A coding specialist is a subspecialty of the career known as a medical records technician or health information technician. These employees work with medical records to identify and document specific diagnoses, procedures and treatments using numbered codes to expedite insurance company reimbursements. At one time, coding specialists were trained on-the-job after completing a high school diploma. Now, most new advertised vacancies require a coding specialist certification in addition to an associate's degree as a health records technician. Regardless of a current coder's educational background, however, a coding specialist certification by examination is available from one or both of the specialty's two major certifying organizations.
Individuals in the US who have completed a two-year associate's degree program in health information may test for certification as a Registered Health Information Technician (RHIT) through the American Health Information Management Association (AHIMA). Successful certification as a RHIT indicates that an individual has been trained in the basics of coding in addition to other aspects of medical record review. For those specifically seeking a coding specialist certification, AHIMA offers three, the first of which is considered by the organization as the minimal standard for entry in the field: a Certified Coding Associate (CCA), a Certified Coding Specialist (CCS) and a Certified Coding Specialist-Physician-based (CCS-P). Despite the prerequisite of an associate's degree for a RHIT certification, a coding specialist certification is available from AHIMA for anyone holding the minimum educational preparation of a high school diploma. After successful completion of an AHIMA-sponsored written specialty examination, a coder can be awarded a CCA, CCS or CCS-P coding specialist certification.

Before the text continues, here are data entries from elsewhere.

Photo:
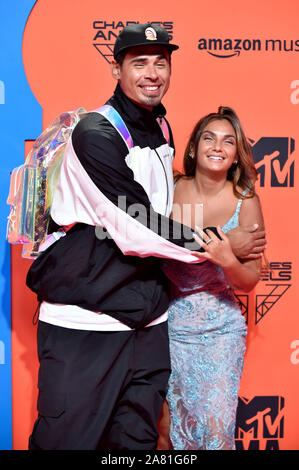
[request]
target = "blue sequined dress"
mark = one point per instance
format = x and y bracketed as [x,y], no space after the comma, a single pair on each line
[207,335]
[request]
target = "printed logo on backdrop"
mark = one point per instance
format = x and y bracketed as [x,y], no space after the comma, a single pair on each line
[259,423]
[271,288]
[234,47]
[274,160]
[106,32]
[294,98]
[2,353]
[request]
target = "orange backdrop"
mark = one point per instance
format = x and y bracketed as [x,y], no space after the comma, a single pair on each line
[239,54]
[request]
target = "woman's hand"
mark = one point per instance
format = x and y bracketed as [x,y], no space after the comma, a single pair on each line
[217,250]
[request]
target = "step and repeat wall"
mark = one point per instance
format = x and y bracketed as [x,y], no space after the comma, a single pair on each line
[55,56]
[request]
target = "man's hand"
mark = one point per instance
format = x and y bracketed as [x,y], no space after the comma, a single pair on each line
[246,242]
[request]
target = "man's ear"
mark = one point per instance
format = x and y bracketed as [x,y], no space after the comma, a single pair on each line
[115,70]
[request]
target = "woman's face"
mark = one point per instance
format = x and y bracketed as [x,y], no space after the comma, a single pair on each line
[217,147]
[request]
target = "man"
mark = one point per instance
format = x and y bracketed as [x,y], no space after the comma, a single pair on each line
[102,334]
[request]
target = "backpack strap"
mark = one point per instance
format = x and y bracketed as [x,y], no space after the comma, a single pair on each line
[115,119]
[164,127]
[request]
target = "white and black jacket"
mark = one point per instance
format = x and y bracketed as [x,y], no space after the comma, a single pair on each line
[115,268]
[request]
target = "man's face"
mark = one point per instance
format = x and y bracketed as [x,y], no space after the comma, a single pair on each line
[144,75]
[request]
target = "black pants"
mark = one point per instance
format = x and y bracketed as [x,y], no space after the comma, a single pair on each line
[100,390]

The American Association of Professional Coders (AAPC) is this career's other primary credentialing organization. AAPC offers coding specialist certification in the general field as well as an array of subspecialty certifications. Similarly to AHIMA, AAPC requires the minimum of a high school diploma in order to take the certification exams, although an associate's degree is encouraged. Coding specialist certification areas include Certified Professional Coder (CPC®), Certified Professional Coder-Outpatient Hospital (CPC-H®), Certified Professional Coder-Payer (CPC-P7®) and Certified Interventional Radiology Cardiovascular Coder (CIRCC®). Specialty coding specialist certification is also offered in the following areas:
- Ambulatory Surgical Center (CASCC™);
- Anesthesia & Pain Management (CANPC™);
- Emergency Department (CEDC™);
- General Surgery (CGSC™);
- Obstetrics Gynecology (COBGC™);
- Pediatrics (CPEDC™), and 14 other areas.
All certifications from both credentialing bodies require an application for membership, a membership fee, a testing fee and successful completion of the written certification exam. Membership is maintained by annual or biannual membership fees and continued education.